There are a couple of things to note when it comes to engaging in sex online, though. First, this is not an option for teens under 18, even if everyone involved is under 18. Under many state laws, any naked images of minors (even those consensually shared among partners) are considered child pornography. So, for your legal sake, opt for an image-free alternative. Second, mind your angles. Even if you trust someone, it’s important to protect your online privacy. Don’t include your face or defining tattoos or birthmarks in any videos or photos that you send.
Use or adapt your barrier methods
Oral sex of all kinds—cunnilingus, fellatio, and analingus—are considered higher-risk activities for transmitting COVID-19 because of the presence of saliva.
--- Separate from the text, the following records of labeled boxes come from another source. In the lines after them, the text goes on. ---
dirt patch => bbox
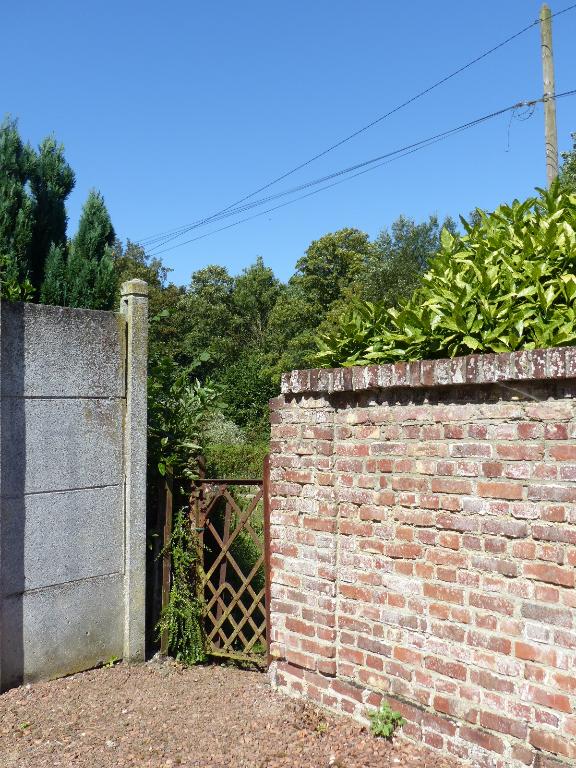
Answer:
[0,662,463,768]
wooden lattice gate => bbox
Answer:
[190,459,270,664]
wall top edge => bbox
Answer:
[281,347,576,395]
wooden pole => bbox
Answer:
[540,3,558,187]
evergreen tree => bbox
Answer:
[40,243,68,307]
[30,136,75,287]
[0,118,34,283]
[41,190,117,309]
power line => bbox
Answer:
[150,102,524,253]
[140,3,576,247]
[150,89,576,255]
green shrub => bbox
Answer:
[156,509,206,664]
[204,442,269,480]
[368,701,406,739]
[317,183,576,366]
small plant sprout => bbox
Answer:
[368,701,406,739]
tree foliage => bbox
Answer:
[318,182,576,366]
[41,190,118,309]
[0,118,34,285]
[560,133,576,194]
[0,118,117,309]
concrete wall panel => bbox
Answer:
[0,575,123,689]
[0,485,124,595]
[1,302,126,397]
[1,398,123,497]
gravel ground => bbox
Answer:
[0,661,463,768]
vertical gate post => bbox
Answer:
[120,280,148,661]
[262,453,272,667]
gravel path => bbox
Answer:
[0,661,463,768]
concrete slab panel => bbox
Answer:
[0,398,123,497]
[1,302,126,397]
[0,576,123,690]
[0,485,124,595]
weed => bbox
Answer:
[368,701,406,739]
[156,510,206,664]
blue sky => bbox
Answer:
[0,0,576,283]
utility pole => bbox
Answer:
[540,3,558,187]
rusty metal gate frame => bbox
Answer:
[190,456,270,665]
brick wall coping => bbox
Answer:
[281,347,576,395]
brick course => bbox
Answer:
[270,348,576,768]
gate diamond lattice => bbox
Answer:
[191,464,269,663]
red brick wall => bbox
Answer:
[271,349,576,768]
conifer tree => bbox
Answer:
[63,190,117,309]
[40,243,68,307]
[30,136,75,287]
[0,118,34,282]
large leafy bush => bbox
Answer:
[318,183,576,366]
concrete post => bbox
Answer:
[120,280,148,661]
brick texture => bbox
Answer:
[270,349,576,768]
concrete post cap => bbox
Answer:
[120,278,148,297]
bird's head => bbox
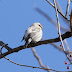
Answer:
[32,22,43,29]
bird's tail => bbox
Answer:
[25,38,32,48]
[21,37,25,42]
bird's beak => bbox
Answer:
[40,24,43,29]
[41,27,43,29]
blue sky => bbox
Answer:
[0,0,72,72]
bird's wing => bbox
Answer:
[32,28,40,32]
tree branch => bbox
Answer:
[0,32,72,59]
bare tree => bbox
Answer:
[0,0,72,72]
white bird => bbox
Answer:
[22,22,43,47]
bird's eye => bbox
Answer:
[39,25,41,26]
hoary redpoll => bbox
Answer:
[22,22,43,47]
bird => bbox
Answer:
[21,22,43,47]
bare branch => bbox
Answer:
[70,10,72,32]
[35,8,70,31]
[31,47,50,72]
[65,0,70,18]
[0,32,72,59]
[4,57,56,71]
[46,0,68,20]
[0,40,12,51]
[53,0,65,50]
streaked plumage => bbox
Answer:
[22,22,43,47]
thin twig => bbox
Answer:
[65,0,70,18]
[0,32,72,59]
[64,39,70,51]
[46,0,69,21]
[31,47,50,72]
[53,0,65,51]
[35,8,70,31]
[4,57,56,71]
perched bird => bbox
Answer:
[22,22,43,47]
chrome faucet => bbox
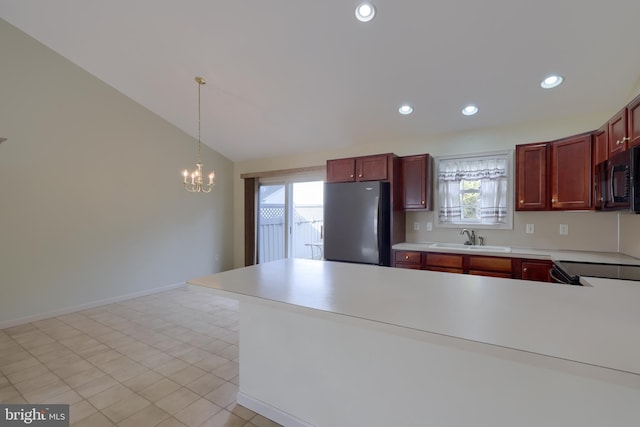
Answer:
[460,228,476,246]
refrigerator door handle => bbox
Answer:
[373,196,382,253]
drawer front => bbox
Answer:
[469,270,511,279]
[427,253,463,272]
[426,266,464,274]
[396,262,421,270]
[395,251,420,265]
[469,256,511,273]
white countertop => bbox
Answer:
[189,260,640,375]
[393,242,640,265]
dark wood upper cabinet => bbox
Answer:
[327,154,393,182]
[549,133,593,210]
[627,95,640,148]
[608,107,629,157]
[516,142,549,211]
[400,154,432,210]
[593,124,609,167]
[327,158,356,182]
[356,154,391,181]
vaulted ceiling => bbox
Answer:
[0,0,640,161]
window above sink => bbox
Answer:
[434,150,513,230]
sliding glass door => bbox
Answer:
[257,180,324,263]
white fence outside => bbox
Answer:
[258,205,324,263]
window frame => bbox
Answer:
[433,150,515,230]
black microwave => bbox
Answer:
[596,146,640,213]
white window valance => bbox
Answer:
[436,152,513,228]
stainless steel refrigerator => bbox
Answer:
[324,181,391,265]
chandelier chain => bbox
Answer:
[182,77,215,193]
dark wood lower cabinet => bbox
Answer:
[514,259,553,282]
[394,251,553,282]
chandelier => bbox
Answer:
[182,77,216,193]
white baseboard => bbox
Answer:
[0,282,187,329]
[236,391,314,427]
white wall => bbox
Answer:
[234,111,640,266]
[0,20,233,327]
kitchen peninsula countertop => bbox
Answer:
[393,242,640,265]
[188,260,640,381]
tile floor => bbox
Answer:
[0,286,278,427]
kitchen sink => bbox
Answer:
[429,243,511,253]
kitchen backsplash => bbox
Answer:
[620,213,640,258]
[406,212,624,257]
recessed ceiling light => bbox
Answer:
[398,104,413,116]
[356,2,376,22]
[540,75,564,89]
[462,105,478,116]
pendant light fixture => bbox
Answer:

If you still want to engage in oral sex, use a barrier method: namely external condoms, dental dams, and internal condoms. If you need to purchase them, some sex toy retailers are still fulfilling online orders, and online condom shops can deliver barrier methods to you.
Standard condoms may not taste great, so try flavored options or add flavored lube yourself. For cunnilingus and analingus, dental dams have flavored options like strawberry or banana. In a pinch, you can even use plastic wrap that you might find in your kitchen—just make sure it doesn’t have any tears in it and, of course, hasn’t been used before. Another option is to take an external or internal condom and cut a line in it vertically, opening it up into one rectangular sheet.
Masturbate together
If you and your partner are sharing space but don’t want to touch, try masturbating together. Mutual masturbation can help you show each other what gets you off and can help build intimacy and trust.
Use toys on each other
Sex toys can be shared if they’re thoroughly cleaned and made out of non-porous materials, like 100 percent silicone, stainless steel, borosilicate glass, or ABS plastic. To clean your toys, apply your hand-washing routine to your toys— at least 20 seconds with warm, soapy water—and avoid electrical components or battery compartments. You can also use barrier methods with sex toys to further reduce your risk; a new barrier method should be used for every sex act.
Like mutual masturbation, using toys on your partner can help strengthen your communication skills and increase your sexual pleasure while also bringing some creativity into your bedroom.